Both mice reared under dark conditions from late gestation, and those with mutated Opn4, exhibited nearly identical promiscuous expansion of hyaloid vessels and abnormal retinal vascular growth. The unchecked vascular growth was driven by the protein vascular endothelial growth factor (Vegfa). When the light response pathway is properly engaged, it modulates Vegfa to help prevent promiscuous vascular growth, according to researchers.
The melanopsin protein is present in both mice and humans during pregnancy. Lang said the research team is continuing to study how the light-response pathway might influence the susceptibility of pre-term infants to retinopathy of prematurity and also be related to other diseases of the eye.
Specific protein essential for healthy eyes
Researchers at the Hebrew University of Jerusalem, in collaboration with researchers at the Salk Institute in California, have found for the first time that a specific protein is essential not only for maintaining a healthy retina in the eye, but also may have implications for understanding and possibly treating other conditions in the immune, reproductive, vascular and nervous systems, as well as in various cancers.

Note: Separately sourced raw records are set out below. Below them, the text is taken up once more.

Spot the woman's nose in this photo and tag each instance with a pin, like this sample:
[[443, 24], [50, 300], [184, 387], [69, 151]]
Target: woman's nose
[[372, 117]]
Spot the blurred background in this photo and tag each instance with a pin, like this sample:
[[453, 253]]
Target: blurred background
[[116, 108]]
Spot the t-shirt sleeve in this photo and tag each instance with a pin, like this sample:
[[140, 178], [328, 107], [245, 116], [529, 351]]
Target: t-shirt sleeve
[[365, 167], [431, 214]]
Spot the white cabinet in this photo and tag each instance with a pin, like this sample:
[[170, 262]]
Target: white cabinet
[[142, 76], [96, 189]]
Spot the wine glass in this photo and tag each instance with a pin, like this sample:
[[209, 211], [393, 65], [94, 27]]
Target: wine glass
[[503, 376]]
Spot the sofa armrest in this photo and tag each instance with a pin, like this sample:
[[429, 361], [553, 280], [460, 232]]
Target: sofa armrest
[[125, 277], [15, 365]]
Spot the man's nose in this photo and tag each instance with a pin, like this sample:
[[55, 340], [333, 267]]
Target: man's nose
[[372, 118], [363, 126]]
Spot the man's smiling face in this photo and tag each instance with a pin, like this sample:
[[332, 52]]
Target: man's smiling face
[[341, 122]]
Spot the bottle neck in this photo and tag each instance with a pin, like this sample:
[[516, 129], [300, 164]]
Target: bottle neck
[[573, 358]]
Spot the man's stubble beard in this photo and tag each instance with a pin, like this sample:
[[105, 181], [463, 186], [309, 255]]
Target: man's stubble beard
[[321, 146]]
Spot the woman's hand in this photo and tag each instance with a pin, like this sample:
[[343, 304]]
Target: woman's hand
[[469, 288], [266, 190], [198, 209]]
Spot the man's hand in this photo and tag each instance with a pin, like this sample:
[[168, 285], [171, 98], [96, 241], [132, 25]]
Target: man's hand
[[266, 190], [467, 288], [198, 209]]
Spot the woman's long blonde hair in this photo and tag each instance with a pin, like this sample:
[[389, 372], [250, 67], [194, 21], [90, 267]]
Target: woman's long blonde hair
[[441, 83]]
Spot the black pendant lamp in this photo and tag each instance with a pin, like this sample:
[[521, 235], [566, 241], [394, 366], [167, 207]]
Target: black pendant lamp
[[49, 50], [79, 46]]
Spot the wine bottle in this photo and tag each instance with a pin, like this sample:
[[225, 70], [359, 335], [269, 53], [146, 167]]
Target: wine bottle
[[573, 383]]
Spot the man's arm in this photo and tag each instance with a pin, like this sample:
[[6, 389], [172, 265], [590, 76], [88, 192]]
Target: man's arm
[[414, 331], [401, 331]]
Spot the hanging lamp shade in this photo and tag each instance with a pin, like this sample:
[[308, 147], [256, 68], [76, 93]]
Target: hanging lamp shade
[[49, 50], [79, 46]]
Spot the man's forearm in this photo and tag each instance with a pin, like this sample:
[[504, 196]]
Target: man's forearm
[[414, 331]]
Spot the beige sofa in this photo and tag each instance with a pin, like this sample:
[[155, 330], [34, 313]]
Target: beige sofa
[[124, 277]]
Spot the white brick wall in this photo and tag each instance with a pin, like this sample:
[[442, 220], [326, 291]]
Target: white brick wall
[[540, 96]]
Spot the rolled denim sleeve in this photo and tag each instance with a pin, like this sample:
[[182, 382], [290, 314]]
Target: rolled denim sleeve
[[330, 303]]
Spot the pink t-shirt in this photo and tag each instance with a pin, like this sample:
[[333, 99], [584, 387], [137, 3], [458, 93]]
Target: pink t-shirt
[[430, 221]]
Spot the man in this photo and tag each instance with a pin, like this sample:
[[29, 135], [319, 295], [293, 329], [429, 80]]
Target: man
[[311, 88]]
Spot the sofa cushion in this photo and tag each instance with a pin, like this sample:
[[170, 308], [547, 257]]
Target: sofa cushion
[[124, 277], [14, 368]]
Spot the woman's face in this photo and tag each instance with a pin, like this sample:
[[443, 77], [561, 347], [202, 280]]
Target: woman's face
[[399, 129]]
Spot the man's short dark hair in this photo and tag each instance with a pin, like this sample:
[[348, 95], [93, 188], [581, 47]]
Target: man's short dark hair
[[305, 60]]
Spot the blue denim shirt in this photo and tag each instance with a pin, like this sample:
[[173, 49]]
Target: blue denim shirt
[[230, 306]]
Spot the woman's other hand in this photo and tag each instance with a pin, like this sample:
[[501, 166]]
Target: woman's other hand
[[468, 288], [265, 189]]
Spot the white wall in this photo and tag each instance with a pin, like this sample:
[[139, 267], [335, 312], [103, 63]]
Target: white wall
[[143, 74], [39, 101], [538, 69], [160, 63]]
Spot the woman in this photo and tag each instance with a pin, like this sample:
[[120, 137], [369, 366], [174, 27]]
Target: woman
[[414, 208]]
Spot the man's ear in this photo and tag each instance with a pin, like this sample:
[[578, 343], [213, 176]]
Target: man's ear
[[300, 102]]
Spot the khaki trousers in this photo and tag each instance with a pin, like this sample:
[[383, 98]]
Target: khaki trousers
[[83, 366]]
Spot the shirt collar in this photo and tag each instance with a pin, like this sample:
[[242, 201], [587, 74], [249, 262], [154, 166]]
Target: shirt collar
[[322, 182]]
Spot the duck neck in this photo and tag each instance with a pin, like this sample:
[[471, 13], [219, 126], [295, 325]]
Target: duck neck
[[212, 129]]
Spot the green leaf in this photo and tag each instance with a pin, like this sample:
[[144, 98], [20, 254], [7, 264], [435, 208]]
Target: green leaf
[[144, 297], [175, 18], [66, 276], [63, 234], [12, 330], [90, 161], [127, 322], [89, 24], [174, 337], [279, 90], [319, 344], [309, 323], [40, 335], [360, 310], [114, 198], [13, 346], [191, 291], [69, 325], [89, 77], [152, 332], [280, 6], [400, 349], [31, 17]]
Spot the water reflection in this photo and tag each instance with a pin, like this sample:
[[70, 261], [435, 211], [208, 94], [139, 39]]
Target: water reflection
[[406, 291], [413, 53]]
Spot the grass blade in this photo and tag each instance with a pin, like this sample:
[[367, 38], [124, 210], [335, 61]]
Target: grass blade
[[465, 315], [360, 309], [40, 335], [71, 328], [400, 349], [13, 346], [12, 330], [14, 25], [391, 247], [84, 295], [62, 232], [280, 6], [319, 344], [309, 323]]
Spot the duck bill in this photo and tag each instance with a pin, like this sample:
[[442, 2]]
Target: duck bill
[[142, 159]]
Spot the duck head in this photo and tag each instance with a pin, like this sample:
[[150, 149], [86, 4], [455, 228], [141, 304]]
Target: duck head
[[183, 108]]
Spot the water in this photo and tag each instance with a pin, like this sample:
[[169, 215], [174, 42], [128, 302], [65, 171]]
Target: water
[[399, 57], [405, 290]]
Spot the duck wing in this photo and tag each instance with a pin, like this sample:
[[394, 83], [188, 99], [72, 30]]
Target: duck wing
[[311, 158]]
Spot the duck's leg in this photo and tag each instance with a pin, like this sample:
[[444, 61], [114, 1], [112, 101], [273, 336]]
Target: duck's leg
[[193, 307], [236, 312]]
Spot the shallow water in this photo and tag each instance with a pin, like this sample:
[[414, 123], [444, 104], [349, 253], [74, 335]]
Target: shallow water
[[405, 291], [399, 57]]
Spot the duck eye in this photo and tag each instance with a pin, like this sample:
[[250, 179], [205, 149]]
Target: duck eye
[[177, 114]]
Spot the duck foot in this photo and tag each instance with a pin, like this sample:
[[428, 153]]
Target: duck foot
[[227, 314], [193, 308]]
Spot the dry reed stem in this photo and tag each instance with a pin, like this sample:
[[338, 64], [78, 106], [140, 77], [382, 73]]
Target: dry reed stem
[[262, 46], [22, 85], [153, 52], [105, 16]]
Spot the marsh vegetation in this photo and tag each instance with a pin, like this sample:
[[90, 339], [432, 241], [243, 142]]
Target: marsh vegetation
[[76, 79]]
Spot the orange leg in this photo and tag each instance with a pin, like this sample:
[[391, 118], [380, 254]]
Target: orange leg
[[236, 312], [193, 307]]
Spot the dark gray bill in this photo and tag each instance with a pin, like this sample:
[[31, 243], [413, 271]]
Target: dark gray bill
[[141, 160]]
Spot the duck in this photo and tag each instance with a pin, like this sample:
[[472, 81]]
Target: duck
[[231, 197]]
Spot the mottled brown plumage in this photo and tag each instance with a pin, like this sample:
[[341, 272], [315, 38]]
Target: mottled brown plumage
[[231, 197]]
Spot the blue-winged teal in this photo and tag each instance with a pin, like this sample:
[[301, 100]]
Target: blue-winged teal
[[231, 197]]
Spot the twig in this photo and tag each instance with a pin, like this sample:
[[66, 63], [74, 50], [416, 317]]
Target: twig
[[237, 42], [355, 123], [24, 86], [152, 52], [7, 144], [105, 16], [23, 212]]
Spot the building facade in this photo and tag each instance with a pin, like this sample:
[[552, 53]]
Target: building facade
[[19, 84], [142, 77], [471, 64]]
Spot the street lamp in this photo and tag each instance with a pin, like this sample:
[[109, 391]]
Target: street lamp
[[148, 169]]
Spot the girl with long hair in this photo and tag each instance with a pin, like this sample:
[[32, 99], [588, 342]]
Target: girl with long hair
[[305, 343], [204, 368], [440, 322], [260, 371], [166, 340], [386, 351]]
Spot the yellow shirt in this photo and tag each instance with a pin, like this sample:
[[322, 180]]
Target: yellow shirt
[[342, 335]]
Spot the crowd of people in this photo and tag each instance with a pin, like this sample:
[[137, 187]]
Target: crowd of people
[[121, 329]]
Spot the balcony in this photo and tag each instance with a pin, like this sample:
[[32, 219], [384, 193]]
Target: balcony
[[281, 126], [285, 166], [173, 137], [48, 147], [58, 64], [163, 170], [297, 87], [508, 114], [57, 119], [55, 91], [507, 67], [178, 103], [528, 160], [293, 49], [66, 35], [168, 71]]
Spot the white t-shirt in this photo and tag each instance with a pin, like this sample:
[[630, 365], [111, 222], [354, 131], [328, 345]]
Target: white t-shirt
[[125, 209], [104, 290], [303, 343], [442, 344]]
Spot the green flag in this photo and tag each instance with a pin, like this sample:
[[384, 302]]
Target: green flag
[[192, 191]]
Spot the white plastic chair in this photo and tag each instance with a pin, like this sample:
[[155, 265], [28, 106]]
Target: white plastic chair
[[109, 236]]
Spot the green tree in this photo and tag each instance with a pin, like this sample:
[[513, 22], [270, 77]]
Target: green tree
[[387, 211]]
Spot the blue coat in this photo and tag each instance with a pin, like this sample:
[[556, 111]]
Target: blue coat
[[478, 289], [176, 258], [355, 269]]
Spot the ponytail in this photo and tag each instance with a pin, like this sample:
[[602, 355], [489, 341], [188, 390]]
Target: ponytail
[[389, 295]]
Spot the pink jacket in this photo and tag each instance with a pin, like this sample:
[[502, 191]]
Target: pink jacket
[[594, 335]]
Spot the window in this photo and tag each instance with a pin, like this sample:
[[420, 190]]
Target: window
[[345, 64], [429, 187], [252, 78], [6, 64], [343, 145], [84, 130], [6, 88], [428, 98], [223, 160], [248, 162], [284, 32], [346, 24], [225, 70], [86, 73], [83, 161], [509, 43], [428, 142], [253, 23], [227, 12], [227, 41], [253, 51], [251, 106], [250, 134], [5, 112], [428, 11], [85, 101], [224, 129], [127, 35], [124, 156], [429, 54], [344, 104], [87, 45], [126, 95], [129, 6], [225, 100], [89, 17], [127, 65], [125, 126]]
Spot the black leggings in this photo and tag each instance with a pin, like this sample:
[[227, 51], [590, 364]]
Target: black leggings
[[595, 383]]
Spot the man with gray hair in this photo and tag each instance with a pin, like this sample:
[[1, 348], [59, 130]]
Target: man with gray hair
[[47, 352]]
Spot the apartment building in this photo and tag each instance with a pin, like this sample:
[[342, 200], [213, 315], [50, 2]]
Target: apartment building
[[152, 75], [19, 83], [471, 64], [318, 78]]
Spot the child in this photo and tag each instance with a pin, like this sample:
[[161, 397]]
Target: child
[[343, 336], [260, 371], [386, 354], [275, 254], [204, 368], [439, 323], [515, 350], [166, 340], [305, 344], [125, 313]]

Their work, reported online in the journal Neuron, highlights the role of Protein S in the maintenance of a healthy retina through its involvement in the process of pruning photoreceptors, the light-sensitive neurons in the eye. (This process is also referred to as phagocytosis.) These photoreceptors keep growing and elongating from their inner end. In order to maintain a constant length, they must be pruned from their outer end by specialized cells called retinal pigment epithelial cells.
Without such pruning — which also clears away many free radicals and toxic by-products generated during visual biochemical reactions — photoreceptors would succumb to toxicity and degenerate, leading if unchecked to blindness. A receptor molecule called Mer is a key in photoreceptor pruning, and is therefore vital for retinal health. Mutations in the mouse, rat and human Mer genes cause retinal degeneration, which finally leads to blindness.
The Hebrew University study published in Neuron focuses on the molecules activating Mer in this pruning mechanism. Although two such molecules – Gas6 and Protein S — were identified previously, it was yet to be proven that they also play a role in a living organism. To show this, Dr. Tal Burstyn-Cohen of the Hebrew University Institute of Dental Sciences and colleagues at the Salk Institute in California found in their experiments on laboratory animals that both Gas6 and Protein S are needed to activate phagocytosis, or pruning, of retinal photoreceptors, and thus keep a healthy retina.
These findings could have practical implications, since Protein S also functions as a potent blood anticoagulant. People with Protein S deficiency are at risk for life threatening thrombosis (blood clots) and thromboembolism (a clot that breaks loose and is carried by the blood stream to plug another vessel).
These results further open new avenues of research into the role of Protein S in activating the receptors in other tissues where their function was shown to be important, such as in the immune, reproductive, vascular and nervous systems, as well as in various cancers where activation of receptors has been observed. For example, since Protein S is important for blood vessel formation, neutralizing Protein S in the blood vessels supplying blood to cancer growths could interfere with the cancerous blood supply.